DESCRIPTION OF A PREFERRED EMBODIMENT

In the following, a preferred embodiment of the method of the present invention is described, wherein catecholamines contained in a biological sample are analyzed.

In the first step, the sample is added into a reaction vessel comprising a boronate affinity medium attached to it. At neutral to basic conditions, e.g. a pH of about 8, the catecholamines contained in the sample bind to the boronic acid groups of the boronate affinity medium. The remainder of the sample is removed, e.g. by decanting or suction, and the reaction vessel rinsed.

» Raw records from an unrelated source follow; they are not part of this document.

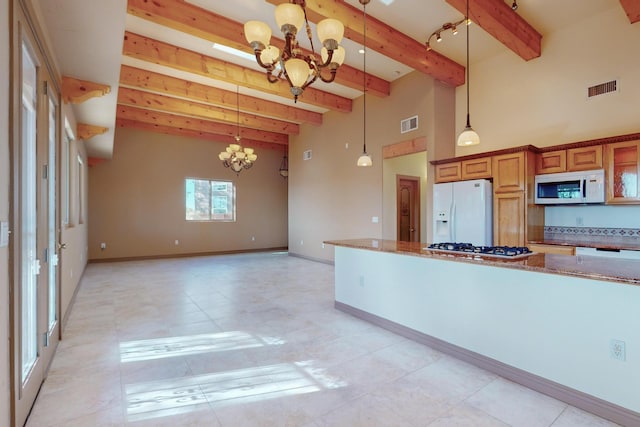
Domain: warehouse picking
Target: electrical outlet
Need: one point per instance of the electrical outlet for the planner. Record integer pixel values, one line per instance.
(617, 350)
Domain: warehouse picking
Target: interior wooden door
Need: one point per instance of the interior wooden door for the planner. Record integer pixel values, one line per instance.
(408, 208)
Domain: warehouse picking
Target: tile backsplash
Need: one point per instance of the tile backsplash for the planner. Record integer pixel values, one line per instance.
(613, 224)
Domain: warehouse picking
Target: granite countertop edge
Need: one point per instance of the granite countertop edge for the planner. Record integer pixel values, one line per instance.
(586, 267)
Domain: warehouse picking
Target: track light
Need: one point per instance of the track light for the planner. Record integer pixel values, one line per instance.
(453, 26)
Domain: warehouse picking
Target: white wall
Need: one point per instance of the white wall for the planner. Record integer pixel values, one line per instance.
(554, 326)
(5, 388)
(544, 102)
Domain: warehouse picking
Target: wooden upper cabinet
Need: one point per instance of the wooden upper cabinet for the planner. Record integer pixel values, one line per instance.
(448, 172)
(622, 164)
(509, 219)
(584, 158)
(572, 159)
(476, 168)
(509, 172)
(551, 162)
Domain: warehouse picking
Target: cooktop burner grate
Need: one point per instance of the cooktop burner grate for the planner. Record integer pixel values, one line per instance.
(506, 251)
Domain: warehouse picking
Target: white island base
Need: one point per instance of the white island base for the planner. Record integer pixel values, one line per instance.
(551, 333)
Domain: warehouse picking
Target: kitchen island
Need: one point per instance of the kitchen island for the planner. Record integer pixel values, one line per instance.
(546, 321)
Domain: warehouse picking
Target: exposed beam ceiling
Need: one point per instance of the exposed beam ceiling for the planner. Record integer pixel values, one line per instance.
(172, 81)
(193, 20)
(385, 39)
(178, 88)
(499, 20)
(632, 9)
(157, 52)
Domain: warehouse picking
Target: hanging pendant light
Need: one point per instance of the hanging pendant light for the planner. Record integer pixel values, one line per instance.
(284, 165)
(364, 159)
(235, 157)
(468, 136)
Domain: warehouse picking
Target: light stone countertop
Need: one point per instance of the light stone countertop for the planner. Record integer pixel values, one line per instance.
(589, 267)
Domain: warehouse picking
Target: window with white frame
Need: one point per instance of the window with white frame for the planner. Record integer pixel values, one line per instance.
(209, 200)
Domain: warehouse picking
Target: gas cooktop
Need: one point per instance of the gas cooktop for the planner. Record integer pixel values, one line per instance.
(497, 251)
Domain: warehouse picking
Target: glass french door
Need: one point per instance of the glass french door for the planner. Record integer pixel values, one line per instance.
(35, 272)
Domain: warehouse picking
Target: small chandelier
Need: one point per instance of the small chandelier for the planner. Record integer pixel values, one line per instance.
(237, 158)
(299, 69)
(468, 136)
(234, 156)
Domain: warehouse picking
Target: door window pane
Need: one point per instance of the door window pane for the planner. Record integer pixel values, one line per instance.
(30, 263)
(52, 240)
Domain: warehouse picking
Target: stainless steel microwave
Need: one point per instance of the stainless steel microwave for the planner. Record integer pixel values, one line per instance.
(570, 188)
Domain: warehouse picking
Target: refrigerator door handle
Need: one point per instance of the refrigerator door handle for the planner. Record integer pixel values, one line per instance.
(452, 222)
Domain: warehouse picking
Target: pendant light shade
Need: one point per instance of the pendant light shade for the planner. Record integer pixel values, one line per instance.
(365, 159)
(468, 136)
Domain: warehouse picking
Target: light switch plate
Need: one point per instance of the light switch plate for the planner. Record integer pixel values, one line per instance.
(4, 234)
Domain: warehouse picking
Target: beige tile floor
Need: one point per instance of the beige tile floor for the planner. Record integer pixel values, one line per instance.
(254, 340)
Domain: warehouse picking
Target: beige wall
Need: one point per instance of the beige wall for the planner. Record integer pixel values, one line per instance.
(329, 196)
(136, 200)
(409, 165)
(544, 101)
(5, 388)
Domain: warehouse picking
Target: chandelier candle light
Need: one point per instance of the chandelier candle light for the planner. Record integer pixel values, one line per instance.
(468, 136)
(300, 70)
(234, 156)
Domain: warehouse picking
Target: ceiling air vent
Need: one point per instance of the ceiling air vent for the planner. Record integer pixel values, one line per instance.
(603, 88)
(407, 125)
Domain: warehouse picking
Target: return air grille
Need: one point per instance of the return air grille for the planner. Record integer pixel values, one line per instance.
(603, 88)
(407, 125)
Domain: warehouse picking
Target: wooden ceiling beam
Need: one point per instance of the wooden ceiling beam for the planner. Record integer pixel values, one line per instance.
(157, 52)
(85, 131)
(632, 9)
(171, 86)
(506, 26)
(167, 104)
(158, 118)
(192, 133)
(191, 19)
(76, 91)
(385, 39)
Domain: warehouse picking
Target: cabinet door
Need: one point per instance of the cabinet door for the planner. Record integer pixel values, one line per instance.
(476, 168)
(509, 173)
(585, 158)
(509, 220)
(552, 162)
(448, 172)
(623, 170)
(552, 249)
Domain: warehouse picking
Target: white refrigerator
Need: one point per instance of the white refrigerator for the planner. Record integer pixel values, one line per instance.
(462, 212)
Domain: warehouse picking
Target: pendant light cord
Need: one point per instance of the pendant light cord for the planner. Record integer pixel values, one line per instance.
(238, 113)
(468, 67)
(364, 78)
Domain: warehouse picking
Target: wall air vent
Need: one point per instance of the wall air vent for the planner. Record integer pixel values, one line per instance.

In the second step, an acylation reagent is added, e.g. a solution containing Bolton-Hunter reagent, acylating the bound catecholamines. After completion of the acylation reaction the solution is removed and the reaction vessel rinsed.

In the third step, the bound catecholamines are released from the boronate affinity medium by adjusting the pH to acidic conditions, e.g. about 2. This is achieved by addition of an acid, e.g. hydrochloric acid. Simultaneously, a blocking substance, e.g. fructose or sorbitol, is added in a final concentration depending on the binding capacity of the boronate affinity gel and the affinity of the blocking substance to the boronate affinity gel.

In the fourth step, an enzyme solution for O-methylation of the released catecholamines is added, e.g. comprising S-adenosylmethionine and the enzyme COMT, which transfers a methyl group to the 3-hydroxyl group of the catechol moiety of the catecholamines. Simultaneously, the pH of the solution containing the catecholamines is adjusted to neutral to basic conditions, e.g. a pH of about 7.5. Rebinding of the catecholamines to the boronate affinity medium under these pH conditions is blocked by the blocking substance added in the previous step.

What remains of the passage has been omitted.